La tensión crecía y así las ganas de aumentar las revoluciones. Las luces cegadoras “En el camino” crearon una instantánea llena de fuerza que desprendía energía de cada nota. La conexión con el público era tan perfecta, que era casi irreal. Y uno hacía brillar aún más al otro. Así sin parar, hasta explotar. En esos momentos me acordaba del verso de “Miles Davis”, que ya había sonado por entonces: “Quiero quedarme a vivir en ese instante /
en el que la montaña rusa llega arriba y no antes
ni después”. Ese verso retumbaba en mi cabeza, a la vez que veía cantar y saltar a la multitud. Saltaron con “Los hijos de Johnny Cash” y “Prmvr”. Apareció una ikurriña, durante los versos en euskera. La levantaban con la misma pasión con la que se veía tocar al septeto.
El saxo de la intro de “Los Lobos” auguraba otro de los momentos álgidos de la noche. El ritmo iba in crescendo. Y cómo le gustaba al público ser parte de ese pregunta respuesta. Entregados, víctimas del espectáculo.

“Colectivo Nostalgia” marcaba el principio del final. Subía Raul Refree para adueñarse del piano durante cuatro intensos minutos en los que el público siseó en varias ocasiones para pedir silencio.
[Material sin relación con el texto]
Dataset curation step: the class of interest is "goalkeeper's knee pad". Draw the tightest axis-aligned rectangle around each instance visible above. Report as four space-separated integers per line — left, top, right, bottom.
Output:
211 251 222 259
Porque el tema lo pedía. Puro sentimiento. Real y punzante. El público se convirtió en una marea, bamboleándose al ritmo de “Un fuego”, el antepenúltimo tema antes del bis. Le siguieron “Himno nacional” y “1932” antes de que la banda desapareciera en la oscuridad.

Regresó solo David y su guitarra con su oda a Castilla y León. “Campo amarillo” hacía brillar los mil y pico ojos que clavaban la mirada en el cantante y su instrumento, mientras se escuchaban “¡Viva Castilla! Y más siseos para disfrutar de esos minutos aún más si se podía.

Los aplausos y las palmas recibieron al resto de la banda de nuevo. Ya no quedaba apenas nada y “Gasoline” lo vaticinaba. Fiesta, saltos y una sola voz llenaban Razzmatazz en la recta final de un concierto que ya pasaba las veintipico canciones. Que pasaron rápido, muy rápido. Llegó, entonces, la traca final con “Nómadas” y la esperadísima “Héroes del sábado”, aunque los héroes, en esa primera doble fecha, lo fueron del viernes.

En un abrazo se fundieron los siete. No eran los únicos. Allí, escondida y haciéndome invisible entre el ambiente, podía ver a gente que también se abrazaba, contentos, emocionados. Fue lo más parecido a mágico.